Timeseries - Filter each datapoint by value threshold

jegron · ‎11 Feb 2025

Hi!

I have a values-type metric. I'd like to display a timeseries that only counts datapoints whose value is greater than (or less than) an arbitrary value. I don't want to filter an aggregation, but analyze each value and remove the ones I don't want.

How can I achieve this?

Thanks for your help!

Observability Engineer at Phenisys - Dynatrace Professional

krzysztof_hoja · ‎13 Feb 2025

I am not sure if I got the requirement correctly. Here are my thought:

To get timeseries (cpu usage in my example) where at least one value is greater the predefined threshold iAny function can help

timeseries cpu=avg(dt.host.cpu.usage), by: {dt.entity.host}
| filter iAny(cpu[]>80)

and to see in the final result only datapoint matching this conditions "iterative expression" is useful:

timeseries cpu=avg(dt.host.cpu.usage), by: {dt.entity.host}
| filter iAny(cpu[]>80)
| fieldsAdd cpu = if(cpu[]>80, cpu[])

jegron · ‎17 Feb 2025

Hi @krzysztof_hoja !

Thanks for your help. But you are filtering the result of avg(dt.host.cpu.usage). I would like to filter each data point independently before any aggregation.
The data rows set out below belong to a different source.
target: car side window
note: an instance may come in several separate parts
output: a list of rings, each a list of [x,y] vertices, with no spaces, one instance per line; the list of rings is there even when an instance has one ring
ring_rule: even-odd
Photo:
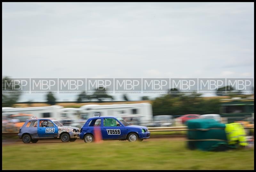
[[[89,127],[100,127],[101,121],[101,120],[100,119],[94,119],[90,121],[88,126]]]
[[[29,122],[28,122],[28,123],[27,123],[27,125],[26,125],[26,127],[29,127],[31,124],[31,121],[29,121]]]
[[[119,127],[120,123],[114,118],[104,118],[103,125],[104,127]]]
[[[40,120],[40,127],[54,127],[53,123],[50,120]]]
[[[34,120],[31,121],[29,127],[37,127],[37,121]]]

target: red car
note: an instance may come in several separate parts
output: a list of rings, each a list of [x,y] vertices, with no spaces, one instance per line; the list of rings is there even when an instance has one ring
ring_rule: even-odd
[[[200,115],[196,114],[189,114],[188,115],[185,115],[178,118],[181,119],[182,123],[185,123],[186,121],[192,119],[196,119],[198,118],[200,116]]]

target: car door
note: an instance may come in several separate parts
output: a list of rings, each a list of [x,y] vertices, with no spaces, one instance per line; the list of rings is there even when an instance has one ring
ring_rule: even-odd
[[[44,122],[47,122],[47,126],[44,124]],[[54,138],[58,137],[58,127],[52,121],[49,120],[39,120],[37,128],[37,134],[39,137]]]
[[[115,118],[103,118],[102,125],[101,133],[103,139],[117,140],[124,138],[124,127]]]

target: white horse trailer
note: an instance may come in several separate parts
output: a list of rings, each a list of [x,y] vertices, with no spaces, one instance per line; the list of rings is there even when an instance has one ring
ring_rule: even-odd
[[[95,113],[100,116],[112,116],[122,118],[137,117],[143,123],[152,120],[152,106],[149,103],[88,105],[80,107],[80,115],[84,120],[93,117]]]
[[[59,120],[60,118],[60,110],[63,108],[58,105],[31,107],[2,107],[2,115],[8,117],[11,115],[25,113],[32,115],[37,118],[52,118]]]

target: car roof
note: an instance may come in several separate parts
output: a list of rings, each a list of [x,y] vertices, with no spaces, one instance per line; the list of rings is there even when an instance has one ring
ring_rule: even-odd
[[[219,114],[205,114],[204,115],[202,115],[204,116],[208,116],[208,115],[219,115]]]
[[[56,119],[54,118],[36,118],[35,119],[29,119],[29,120],[55,120],[57,121]]]
[[[93,119],[93,118],[118,118],[118,117],[117,117],[116,116],[99,116],[99,117],[92,117],[92,118],[90,118],[89,119]]]
[[[30,114],[19,114],[18,115],[10,115],[10,116],[29,116],[32,115]]]

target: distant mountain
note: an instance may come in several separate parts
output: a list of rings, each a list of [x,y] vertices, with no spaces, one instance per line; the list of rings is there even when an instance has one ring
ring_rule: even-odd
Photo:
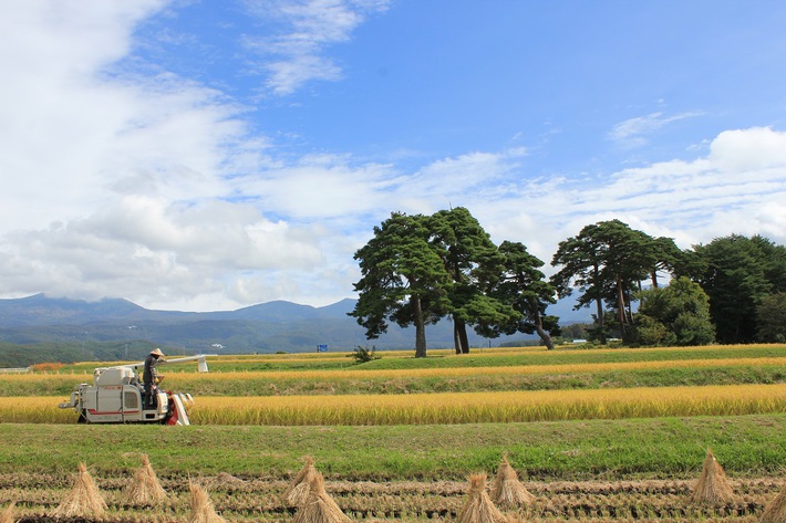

I would like to build response time SLO for example 🙂 I can do it easily with fetch logs but I can't find a solution with the timeseries command ...

Observability Engineer at Phenisys - Dynatrace Professional

krzysztof_hoja · ‎18 Feb 2025

You cannot find it, because it does not exists in generic case for timeseries 🙂

I used dt.host.cpu.usage with breakdown by host sort of on purpose. Let's consider this query:

timeseries { cpu=avg(dt.host.cpu.usage), cpu_t=sum(dt.host.cpu.usage, rollup:total) } , by: {dt.entity.ec2_instance, dt.entity.host}
| filter dt.entity.host == "HOST-937E3C790B64E8B5"

Besides plain average I added second timeseries: sum with rollup:total. This additional metric will tell us how many contributions aka raw measurement happened. Result looks like this:

The value of cpu_t is constantly 6 every minute because reading of cpu usage for host happens every 10 sec. But this individual measurement are not stored. What is stored and is in fact most granular "data point" is statistical description of what happened containing in basic case 4 values: min, max, sum and count (sum and count allows to calculate average). From this compounds bigger aggregates can be calculated like for host groups or for longer intervals.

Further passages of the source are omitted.